NIH Legislation Introduced in Congress; Fate of Bills Uncertain
Representatives Chris Van Hollen (D-Md.), Kathy Castor (D-Fla.), John Conyers, Jr. (D-Mich.), Jan Schakowsky (D-Ill.), and Peter Welch (D-Vt.) introduced the Medical Innovation Act (H.R. 744), which seeks to increase funding for medical research by requiring large pharmaceutical companies that break the law and settle with the federal government to reinvest a small percentage of their profits into NIH. The Senate version of the bill was introduced by Sens. Elizabeth Warren (D-Mass.), Ben Cardin (D-Md.), Sherrod Brown (D-Ohio), and Tammy Baldwin (D-Wis.).
Meanwhile, Representatives Kathy Castor (D-Fla.), G.K. Butterfield (D-N.C.), David Loebsack (D-Iowa), Paul Tonko (D-N.Y.), John Yarmuth (D-Ky.), and Raul Ruiz, M.D., (D-Calif.) introduced the Permanent Investment in Health Research Act (H.R. 777), which would make NIH funding mandatory instead of subjecting the agency to the annual discretionary appropriations process.
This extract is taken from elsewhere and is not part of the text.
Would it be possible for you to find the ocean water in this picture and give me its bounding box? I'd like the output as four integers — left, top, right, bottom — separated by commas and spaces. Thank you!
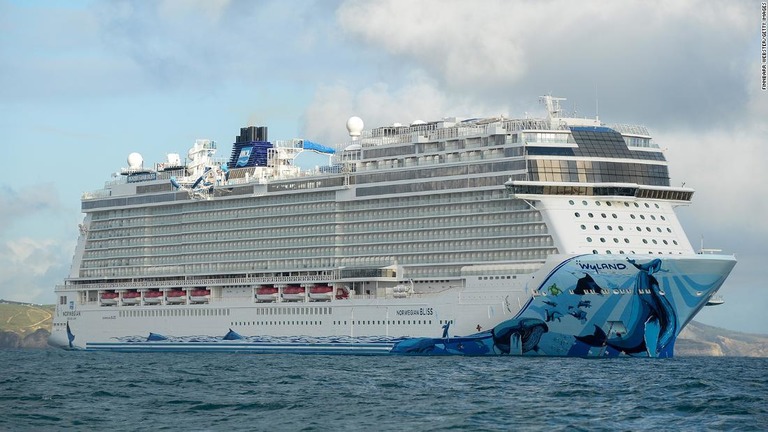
0, 349, 768, 431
In a press release, Rep. Castor said, “We will only save lives if we can robustly fund medical research in America and keep America as a world leader. Today, funding for medical research is discretionary and at the mercy of the budget battles in Congress. This harms momentum towards cures and creates economic uncertainty.”
On January 28, Senator Dick Durbin (D-Illinois) reintroduced the American Cures Act (S. 289) to support research at the NIH, the Centers for Disease Control (CDC), the Department of Defense Health Program (DHP), and the Veterans Medical and Prosthetics Research Program. The bill would provide a steady growth rate in federal appropriations for biomedical research conducted at aforementioned agencies and programs by increasing funding at a rate of GDP-indexed inflation plus five percent. Sens. Sherrod Brown (D-Ohio), Amy Klobuchar (D-Minn.), Barbara Boxer (D-Calif.), Edward J. Markey (D-Mass.), Ben Cardin (D-Md.), Al Franken (D-Minn.), and Bob Casey (D-Pa.) are original cosponsors of the bill. This is the NIH legislation most likely to pass Congress, but like the others, its fate is still unknown.